The trend is spreading to Australia too, with the recent launch of new apps like Superhero (Australia’s answer to Robinhood) suggesting the craze could just be beginning.

“The founders of buy now, pay later juggernauts Zip and Afterpay are among the backers of a new low-cost Australian share trading platform that hopes to capitalise on the rush among young investors into the stock market,” the Australian Financial Review reports.

Superhero aims to challenge the likes of SelfWealth and CommSec – share trading applications which have experienced enormous growth in trading volumes of late.

“SelfWealth recently reported that monthly trade volumes had increased from around 20,000 at the end of 2019 to almost 140,000 in June,” (AFR).

This day trading phenomenon – the hyped up nature of which is often derided (mostly for good reason) by more serious traders – is now having more of an effect on markets than the Wall Street professionals might have – even just one year ago – imagined.

Some argue it’s a mere blip. To a degree they are right: as Mathew Cassidy, Managing Director at Partners Wealth Group, told DMARGE earlier this year, these retail buyers’ behaviour is unlikely to affect the market long term: “the market is sustained by really substantial flows.”

“If you’ve got people at home having a punt, generally they’re not really substantial amounts of capital. What really swings the market is [when] people start to take out really large amounts of capital into the market.”

However, en masse, it seems, day traders are a force Wall Street investors now need to take into account.

As Bloomberg reported on Tuesday: “With the sway of stay-at-home traders growing and starting to eclipse other influences on equities, figuring out who is doing what among amateur stock dabblers has become a critical mission for big investors.”

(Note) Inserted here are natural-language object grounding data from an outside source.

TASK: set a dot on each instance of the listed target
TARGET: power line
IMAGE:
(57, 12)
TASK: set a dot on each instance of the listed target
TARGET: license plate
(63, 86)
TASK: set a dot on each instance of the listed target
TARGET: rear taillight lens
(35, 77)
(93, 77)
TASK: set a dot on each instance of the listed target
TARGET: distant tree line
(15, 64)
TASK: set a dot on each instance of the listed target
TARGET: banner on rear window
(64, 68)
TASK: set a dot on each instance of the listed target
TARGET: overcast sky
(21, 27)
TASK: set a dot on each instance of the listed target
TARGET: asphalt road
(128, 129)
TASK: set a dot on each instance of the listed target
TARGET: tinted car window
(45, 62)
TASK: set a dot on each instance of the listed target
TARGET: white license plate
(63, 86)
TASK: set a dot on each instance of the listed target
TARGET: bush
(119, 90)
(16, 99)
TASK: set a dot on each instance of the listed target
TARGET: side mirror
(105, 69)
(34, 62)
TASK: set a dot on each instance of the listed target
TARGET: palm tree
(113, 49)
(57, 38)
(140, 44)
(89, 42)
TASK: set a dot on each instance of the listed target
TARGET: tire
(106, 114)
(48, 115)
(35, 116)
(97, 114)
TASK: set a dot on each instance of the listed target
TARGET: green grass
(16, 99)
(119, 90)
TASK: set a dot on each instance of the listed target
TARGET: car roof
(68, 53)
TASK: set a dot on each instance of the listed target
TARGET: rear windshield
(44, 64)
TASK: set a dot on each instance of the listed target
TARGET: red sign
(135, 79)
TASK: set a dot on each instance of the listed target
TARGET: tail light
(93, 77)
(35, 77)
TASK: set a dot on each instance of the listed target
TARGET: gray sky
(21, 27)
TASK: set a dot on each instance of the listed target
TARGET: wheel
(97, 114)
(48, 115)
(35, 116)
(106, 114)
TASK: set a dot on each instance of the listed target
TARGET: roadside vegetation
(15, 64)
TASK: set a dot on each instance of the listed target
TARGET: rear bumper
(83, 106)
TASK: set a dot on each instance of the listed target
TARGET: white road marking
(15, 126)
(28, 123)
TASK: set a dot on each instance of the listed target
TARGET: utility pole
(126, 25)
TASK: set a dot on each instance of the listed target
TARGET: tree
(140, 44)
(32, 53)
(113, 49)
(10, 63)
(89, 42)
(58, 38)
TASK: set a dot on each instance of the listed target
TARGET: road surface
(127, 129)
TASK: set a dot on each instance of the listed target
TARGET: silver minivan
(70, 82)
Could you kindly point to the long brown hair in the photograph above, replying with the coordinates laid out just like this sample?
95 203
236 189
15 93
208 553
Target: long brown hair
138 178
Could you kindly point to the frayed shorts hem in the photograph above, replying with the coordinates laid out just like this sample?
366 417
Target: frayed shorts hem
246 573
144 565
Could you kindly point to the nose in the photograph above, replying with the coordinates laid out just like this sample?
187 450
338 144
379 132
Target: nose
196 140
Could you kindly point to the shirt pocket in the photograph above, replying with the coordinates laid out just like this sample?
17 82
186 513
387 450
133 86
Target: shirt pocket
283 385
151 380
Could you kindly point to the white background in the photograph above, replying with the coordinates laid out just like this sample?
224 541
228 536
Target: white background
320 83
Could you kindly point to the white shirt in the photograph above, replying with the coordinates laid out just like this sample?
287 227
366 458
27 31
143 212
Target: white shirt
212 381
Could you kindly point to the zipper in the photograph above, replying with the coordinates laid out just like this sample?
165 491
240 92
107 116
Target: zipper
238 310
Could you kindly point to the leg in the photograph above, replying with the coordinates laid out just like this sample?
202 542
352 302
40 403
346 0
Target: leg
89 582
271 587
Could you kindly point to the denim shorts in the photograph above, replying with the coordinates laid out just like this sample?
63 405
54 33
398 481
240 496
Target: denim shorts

“They’re canvassing Reddit threads like r/wallstreetbets and picks at retail brokerages, plugging data into programs and trying to gain an edge.”

“When you see episodes in the market, heavy bouts of buying or selling, it’s important to know where they’re coming from and why,” Quincy Krosby, chief market strategist at Prudential Financial Inc., who admits she checks sites like Twitter.com often to gauge retail trends, told Bloomberg.

“Ultimately, retail investors have an effect on the market.”

They now account for 20% of equity trading, according to an analysis by Bloomberg Intelligence’s Larry Tabb, “making them the second-largest group of investors in the market,” (Bloomberg).

When it comes to options, retail traders’ frenetic buying forces dealers to hedge, exaggerating stock spikes (a phenomenon DMARGE recently discussed with James Whelan, Investment Manager at VFS Group in Sydney).

RELATED: Experts Reveal The Real Reason Tesla Stocks Have Spiked So Fast

On that note: Chris Murphy, Susquehanna International Group’s co-head of derivatives strategy told Bloomberg that amid significantly higher options volume generally, one lot trades – smaller ones often done by retail clients – have more than doubled to 12% of total options volume in 2020.

“In terms of how important is that flow? It’s twice as important. It’s significantly more important,” Murphy told Bloomberg.

So, has the wolf become the hunted? Not quite. In fact, the big players on Wall Street are probably just using this as another way to get ahead of the game – as much as it may pain some of them to acknowledge the presence of ‘Twitter amateurs’.

As Benn Eifert, chief investment officer of hedge fund QVR Advisors said in an interview on Bloomberg’s Odd Lots podcast: “You better believe that the most sophisticated options players in the world – the Susquehannas and Citadel Securities – are extremely focused on this flow and predicting it in real-time.”